There is a drawing of cultivated fields and a road that strangely evokes misleading and optimistic Soviet-era art and is subtitled with a play on words, which says both “It will be all right” and “Everything will be fertilizer. “.
And there is a drawing that echoes a famous 19th-century painting by Russian artist Vasily Surikov, only here a snow sled brings under arrest not a noblewoman dressed in black but a shiny white washing machine – a reference to looting. by Russian soldiers who sent these goods back home from Ukraine.
In May, he published a simple piece showing the Ukrainian and Russian spelling of his city name – Odesa and Odessa – with a fiery bang in place of each letter “s”.
Husev attracted attention with his new works, finding himself invited to appear on the news in his country, where the invasion increased the solidarity that had already been on the rise since 2014, when Russia took over the Crimean peninsula, to southeast of Odesa, and stirred up war in the eastern region known as the Donbas.
What strikes almost anyone who comes to the largely Russian-speaking port city in the fourth month of the invasion is the proliferation of blue and yellow national flags that are painted on the walls of countless buildings.
“The janitors who painted them are the real artists of today,” Husev said, speaking as he walked into his sunlit studio filled with books, plants and sculptures. “Unlike some of my artist friends, who continue to paint flowers and landscapes.”
Husev’s wartime drawings, meanwhile, are all made on the pages and covers of old books he bought at Starokonka, a flea market in Odesa. The remakes of images from the Soviet school book Mother Tongue are among his favorites.
He believes the works of art he posts on social media are popular precisely because this aesthetic of torn books, deconstructed classics and ridiculous Soviet heroes resonates with today’s audiences.
Some of his works have been printed and displayed at Odesa’s central book market, which has become a popular meeting place – a venue for jazz concerts and theater performances – as the city tries to come back to life after the initial shock caused by the war, despite constant attacks.
“We all live in an altered state of consciousness.
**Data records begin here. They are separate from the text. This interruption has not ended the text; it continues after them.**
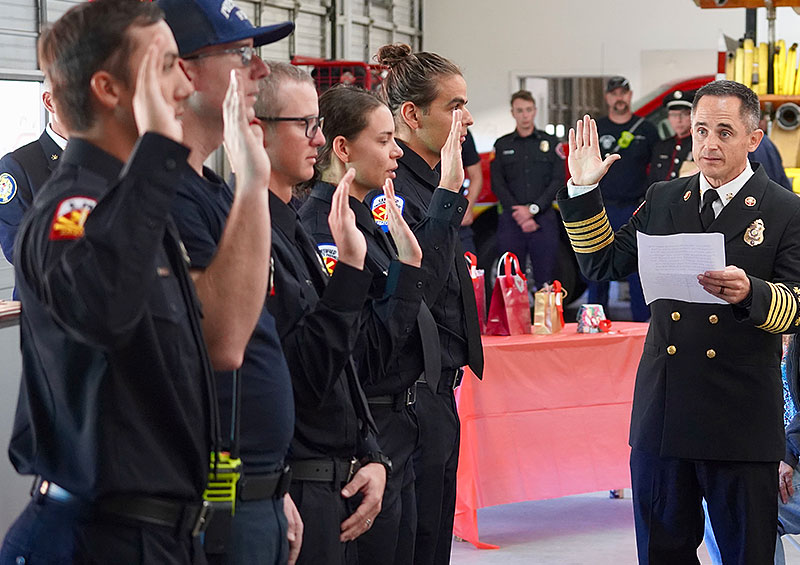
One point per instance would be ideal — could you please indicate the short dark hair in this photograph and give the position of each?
(523, 95)
(346, 110)
(90, 37)
(750, 110)
(412, 77)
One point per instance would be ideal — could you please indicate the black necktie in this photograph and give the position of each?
(707, 210)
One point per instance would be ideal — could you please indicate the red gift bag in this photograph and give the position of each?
(510, 309)
(478, 286)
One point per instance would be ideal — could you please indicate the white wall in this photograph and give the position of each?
(649, 41)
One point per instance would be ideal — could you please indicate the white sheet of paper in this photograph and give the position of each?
(669, 265)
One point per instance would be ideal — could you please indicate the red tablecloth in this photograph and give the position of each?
(549, 419)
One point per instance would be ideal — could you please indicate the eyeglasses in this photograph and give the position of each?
(245, 52)
(313, 123)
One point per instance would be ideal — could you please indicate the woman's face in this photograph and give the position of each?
(373, 152)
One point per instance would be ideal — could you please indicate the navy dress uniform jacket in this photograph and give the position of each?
(709, 382)
(22, 173)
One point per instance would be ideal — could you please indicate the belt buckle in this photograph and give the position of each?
(457, 378)
(203, 518)
(411, 395)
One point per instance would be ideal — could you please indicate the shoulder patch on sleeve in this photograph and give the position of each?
(8, 188)
(379, 212)
(70, 217)
(330, 255)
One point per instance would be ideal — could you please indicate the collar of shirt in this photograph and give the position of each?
(419, 166)
(283, 216)
(85, 154)
(60, 141)
(727, 191)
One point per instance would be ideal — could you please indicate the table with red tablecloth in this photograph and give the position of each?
(549, 419)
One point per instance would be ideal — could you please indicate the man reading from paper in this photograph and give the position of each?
(707, 411)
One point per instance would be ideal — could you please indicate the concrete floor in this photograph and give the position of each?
(585, 529)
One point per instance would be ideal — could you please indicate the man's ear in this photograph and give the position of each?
(105, 89)
(411, 115)
(340, 148)
(755, 140)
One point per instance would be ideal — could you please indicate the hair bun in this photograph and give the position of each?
(392, 55)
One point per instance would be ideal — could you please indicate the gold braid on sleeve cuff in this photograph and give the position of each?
(588, 236)
(782, 309)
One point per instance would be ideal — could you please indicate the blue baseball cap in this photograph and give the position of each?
(200, 23)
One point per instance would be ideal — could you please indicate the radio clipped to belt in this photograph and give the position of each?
(224, 474)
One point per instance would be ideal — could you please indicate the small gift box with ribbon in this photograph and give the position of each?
(592, 319)
(548, 309)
There was a psychedelic revolution in art in the past, and today there is bombardirovka, “she said, in Russian for bombing.
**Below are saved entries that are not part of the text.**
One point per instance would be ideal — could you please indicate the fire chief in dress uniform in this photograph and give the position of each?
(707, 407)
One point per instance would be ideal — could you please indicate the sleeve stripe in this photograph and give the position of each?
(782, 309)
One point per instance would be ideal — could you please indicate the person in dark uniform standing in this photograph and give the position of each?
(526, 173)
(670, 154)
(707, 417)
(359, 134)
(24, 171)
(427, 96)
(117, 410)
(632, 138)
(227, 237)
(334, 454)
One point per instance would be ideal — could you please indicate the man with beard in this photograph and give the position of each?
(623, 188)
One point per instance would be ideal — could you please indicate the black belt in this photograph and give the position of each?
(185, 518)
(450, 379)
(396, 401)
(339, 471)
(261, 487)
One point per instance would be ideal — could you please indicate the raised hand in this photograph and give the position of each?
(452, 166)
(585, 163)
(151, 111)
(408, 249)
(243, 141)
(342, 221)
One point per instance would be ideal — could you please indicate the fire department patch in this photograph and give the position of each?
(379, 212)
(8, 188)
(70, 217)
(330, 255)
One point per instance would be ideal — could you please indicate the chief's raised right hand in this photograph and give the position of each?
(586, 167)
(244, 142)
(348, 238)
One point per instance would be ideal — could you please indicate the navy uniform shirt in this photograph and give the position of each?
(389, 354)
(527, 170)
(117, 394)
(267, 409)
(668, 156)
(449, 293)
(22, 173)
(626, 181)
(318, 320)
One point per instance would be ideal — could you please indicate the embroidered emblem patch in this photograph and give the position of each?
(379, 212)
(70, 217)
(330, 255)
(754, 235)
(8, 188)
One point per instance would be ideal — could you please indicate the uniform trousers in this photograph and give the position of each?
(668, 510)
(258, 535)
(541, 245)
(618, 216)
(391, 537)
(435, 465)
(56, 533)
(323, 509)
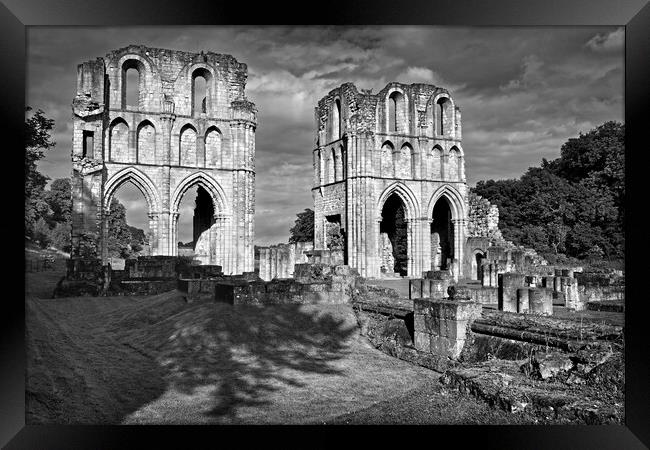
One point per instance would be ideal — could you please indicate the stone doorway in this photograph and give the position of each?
(393, 236)
(442, 236)
(477, 263)
(202, 246)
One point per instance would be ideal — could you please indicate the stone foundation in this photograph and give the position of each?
(440, 326)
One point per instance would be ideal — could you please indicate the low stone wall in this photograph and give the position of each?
(316, 284)
(440, 326)
(152, 267)
(278, 261)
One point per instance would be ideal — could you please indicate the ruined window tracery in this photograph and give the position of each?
(336, 120)
(132, 80)
(201, 79)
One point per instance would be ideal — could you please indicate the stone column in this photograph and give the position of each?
(523, 300)
(459, 225)
(508, 285)
(440, 326)
(165, 220)
(541, 301)
(411, 254)
(200, 150)
(154, 234)
(173, 233)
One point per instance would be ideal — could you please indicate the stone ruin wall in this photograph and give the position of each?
(422, 163)
(165, 148)
(278, 261)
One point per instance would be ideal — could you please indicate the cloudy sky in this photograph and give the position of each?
(522, 92)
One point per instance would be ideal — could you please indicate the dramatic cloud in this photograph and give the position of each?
(522, 92)
(606, 42)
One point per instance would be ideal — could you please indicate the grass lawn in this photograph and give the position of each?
(156, 359)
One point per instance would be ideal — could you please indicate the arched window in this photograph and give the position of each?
(454, 159)
(131, 83)
(187, 146)
(88, 144)
(119, 141)
(201, 91)
(392, 113)
(213, 155)
(396, 113)
(331, 158)
(336, 120)
(444, 116)
(436, 163)
(146, 143)
(404, 169)
(387, 160)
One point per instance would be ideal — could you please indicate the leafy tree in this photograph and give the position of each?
(37, 141)
(59, 200)
(60, 236)
(572, 205)
(118, 238)
(303, 229)
(41, 233)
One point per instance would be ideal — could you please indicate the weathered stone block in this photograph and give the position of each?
(523, 300)
(415, 288)
(508, 285)
(541, 301)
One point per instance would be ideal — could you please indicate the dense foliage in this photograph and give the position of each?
(571, 206)
(48, 211)
(303, 228)
(37, 142)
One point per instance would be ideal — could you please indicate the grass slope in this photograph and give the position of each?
(143, 360)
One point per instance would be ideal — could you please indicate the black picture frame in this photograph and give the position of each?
(16, 15)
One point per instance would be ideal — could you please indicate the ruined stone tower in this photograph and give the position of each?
(184, 122)
(389, 179)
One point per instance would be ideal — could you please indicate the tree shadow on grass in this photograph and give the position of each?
(249, 352)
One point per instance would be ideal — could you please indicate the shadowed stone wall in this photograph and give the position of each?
(404, 141)
(166, 142)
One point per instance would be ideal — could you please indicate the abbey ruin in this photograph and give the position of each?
(398, 236)
(188, 124)
(389, 173)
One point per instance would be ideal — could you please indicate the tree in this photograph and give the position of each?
(572, 205)
(118, 239)
(41, 233)
(59, 199)
(303, 229)
(37, 141)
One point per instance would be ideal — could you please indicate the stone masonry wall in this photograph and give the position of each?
(166, 145)
(418, 162)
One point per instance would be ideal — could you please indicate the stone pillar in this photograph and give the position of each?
(200, 150)
(440, 326)
(412, 248)
(494, 274)
(154, 234)
(415, 288)
(571, 295)
(485, 279)
(173, 233)
(508, 285)
(541, 301)
(460, 226)
(548, 282)
(523, 300)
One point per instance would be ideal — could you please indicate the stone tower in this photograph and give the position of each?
(167, 121)
(389, 174)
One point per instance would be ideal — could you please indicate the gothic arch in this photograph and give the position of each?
(208, 183)
(139, 180)
(453, 197)
(405, 194)
(145, 150)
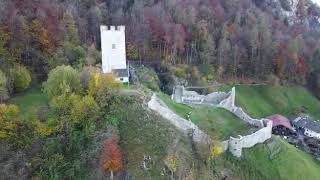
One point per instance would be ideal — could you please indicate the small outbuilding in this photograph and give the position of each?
(281, 125)
(308, 126)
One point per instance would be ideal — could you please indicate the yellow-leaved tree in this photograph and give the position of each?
(8, 121)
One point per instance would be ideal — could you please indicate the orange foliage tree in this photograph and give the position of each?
(111, 157)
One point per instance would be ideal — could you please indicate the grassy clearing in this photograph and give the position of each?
(216, 122)
(291, 163)
(143, 133)
(30, 100)
(262, 101)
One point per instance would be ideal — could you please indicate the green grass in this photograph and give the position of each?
(30, 100)
(217, 122)
(262, 101)
(291, 163)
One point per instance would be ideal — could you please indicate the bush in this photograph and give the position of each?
(21, 78)
(100, 81)
(61, 81)
(4, 94)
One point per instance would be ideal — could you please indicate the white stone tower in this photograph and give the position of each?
(113, 47)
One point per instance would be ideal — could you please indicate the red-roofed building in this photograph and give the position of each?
(281, 125)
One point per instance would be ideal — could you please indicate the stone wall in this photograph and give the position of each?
(235, 145)
(227, 101)
(157, 105)
(229, 104)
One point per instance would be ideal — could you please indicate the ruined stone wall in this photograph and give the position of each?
(181, 95)
(227, 101)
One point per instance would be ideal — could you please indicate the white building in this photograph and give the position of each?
(113, 47)
(310, 127)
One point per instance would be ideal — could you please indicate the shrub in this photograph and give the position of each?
(149, 78)
(61, 81)
(8, 121)
(4, 94)
(21, 78)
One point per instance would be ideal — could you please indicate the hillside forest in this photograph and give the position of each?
(52, 48)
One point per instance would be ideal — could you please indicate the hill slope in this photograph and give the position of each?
(275, 159)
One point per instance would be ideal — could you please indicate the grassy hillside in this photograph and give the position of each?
(216, 122)
(262, 101)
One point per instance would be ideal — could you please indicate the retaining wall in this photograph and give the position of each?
(235, 145)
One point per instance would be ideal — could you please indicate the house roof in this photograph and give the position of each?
(308, 123)
(278, 120)
(121, 72)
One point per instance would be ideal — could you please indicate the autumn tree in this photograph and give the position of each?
(111, 157)
(61, 81)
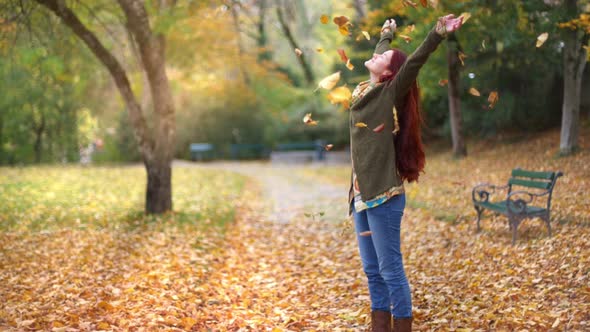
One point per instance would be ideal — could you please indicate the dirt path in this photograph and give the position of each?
(290, 264)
To people enjoying their morning coffee at the book market, Odesa seems calm. Military experts say that as long as Ukraine’s defensive line is maintained in Mykolayiv, more than 100 kilometers to the northeast, the city is safe.
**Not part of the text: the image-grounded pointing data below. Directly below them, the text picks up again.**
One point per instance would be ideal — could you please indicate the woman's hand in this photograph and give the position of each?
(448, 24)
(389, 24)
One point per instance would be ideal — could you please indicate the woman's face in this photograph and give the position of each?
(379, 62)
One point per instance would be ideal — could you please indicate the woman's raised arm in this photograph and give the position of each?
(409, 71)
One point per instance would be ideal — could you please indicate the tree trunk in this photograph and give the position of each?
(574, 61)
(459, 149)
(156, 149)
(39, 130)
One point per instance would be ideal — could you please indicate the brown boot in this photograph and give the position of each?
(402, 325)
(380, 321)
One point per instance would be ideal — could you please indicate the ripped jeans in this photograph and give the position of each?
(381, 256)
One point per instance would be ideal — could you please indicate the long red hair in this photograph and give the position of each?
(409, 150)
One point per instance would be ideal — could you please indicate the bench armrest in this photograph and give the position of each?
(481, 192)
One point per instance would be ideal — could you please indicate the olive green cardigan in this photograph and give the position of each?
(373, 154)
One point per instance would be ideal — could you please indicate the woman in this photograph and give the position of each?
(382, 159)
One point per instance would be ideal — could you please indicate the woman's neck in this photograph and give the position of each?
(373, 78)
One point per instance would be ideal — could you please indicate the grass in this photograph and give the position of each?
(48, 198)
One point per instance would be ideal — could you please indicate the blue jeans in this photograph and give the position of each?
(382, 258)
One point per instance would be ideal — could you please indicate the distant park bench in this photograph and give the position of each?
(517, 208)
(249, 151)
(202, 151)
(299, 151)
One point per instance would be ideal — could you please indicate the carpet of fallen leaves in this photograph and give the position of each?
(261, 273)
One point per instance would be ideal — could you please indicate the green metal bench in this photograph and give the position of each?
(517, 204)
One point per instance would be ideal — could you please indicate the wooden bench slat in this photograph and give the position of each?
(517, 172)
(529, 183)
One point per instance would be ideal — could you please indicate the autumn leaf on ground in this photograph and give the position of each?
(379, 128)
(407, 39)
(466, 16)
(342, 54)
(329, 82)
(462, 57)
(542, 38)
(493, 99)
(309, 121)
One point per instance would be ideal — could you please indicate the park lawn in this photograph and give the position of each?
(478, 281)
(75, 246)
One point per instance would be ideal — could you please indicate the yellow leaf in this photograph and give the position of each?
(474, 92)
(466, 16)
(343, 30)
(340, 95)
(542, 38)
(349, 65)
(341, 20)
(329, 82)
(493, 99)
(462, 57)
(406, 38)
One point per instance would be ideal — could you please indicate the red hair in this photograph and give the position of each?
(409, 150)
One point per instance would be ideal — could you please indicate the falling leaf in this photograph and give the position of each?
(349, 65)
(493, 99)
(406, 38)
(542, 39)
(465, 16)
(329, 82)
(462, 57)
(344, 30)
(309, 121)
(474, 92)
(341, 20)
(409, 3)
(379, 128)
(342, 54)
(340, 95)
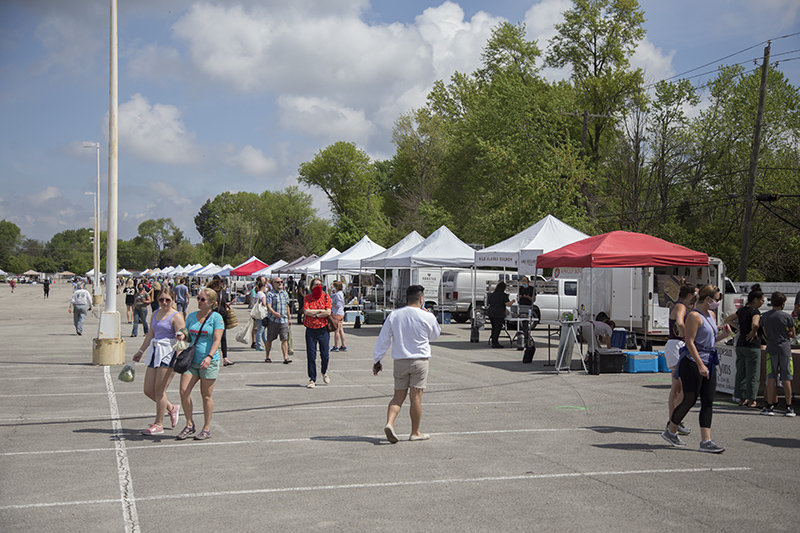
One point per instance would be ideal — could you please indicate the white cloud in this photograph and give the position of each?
(155, 132)
(252, 161)
(41, 197)
(324, 119)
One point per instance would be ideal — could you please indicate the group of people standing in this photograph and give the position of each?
(691, 354)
With thousands of IDPs moving in and out, a daily curfew and mined beaches against the threat of an amphibious attack, anti-Russian sentiment appears to be growing in Odesa.
In mid-April, five Russian sister city plaques were removed on a central square and the mayor promised to replace them with the names of cities that offered help during the ongoing war.
Husev, who describes himself as a Russian-speaking Ukrainian patriot, argues that the past and identity of the legendary city must be rethought with caution.
“I wouldn’t just dismantle the statue of Catherine the Great, who founded Odesa,” he said, referring to a controversial monument in the city center. “It is a great piece of architecture, unlike the stupid copies of Lenin that we have rightly got rid of.”
“I’d rather put a blue and yellow scarf on her neck,” he added.
Husev said he believes that while Russia is wreaking reckless destruction on Ukraine, Odesa will be able to break with its Russian heritage in a self-reflective way because at its heart it has always been a cosmopolitan and European city.
“What Ukrainians and Russians are seeing right now is a war between KVN and KGB,” he said; the first is a television comedy contest that has been popular since the Soviet era. “It’s a conflict between laughter and anger, trust and brute force.”
KVN, where comedian-turned-president Volodymyr Zelenskiy first attracted attention, is proving more efficient, said: “After all, the enemy that was supposed to crush us turned out to be stupid, lazy, greedy and corrupt.”
And that is why he remains optimistic.
“We will win this war anyway. The only question is at what price, “she said.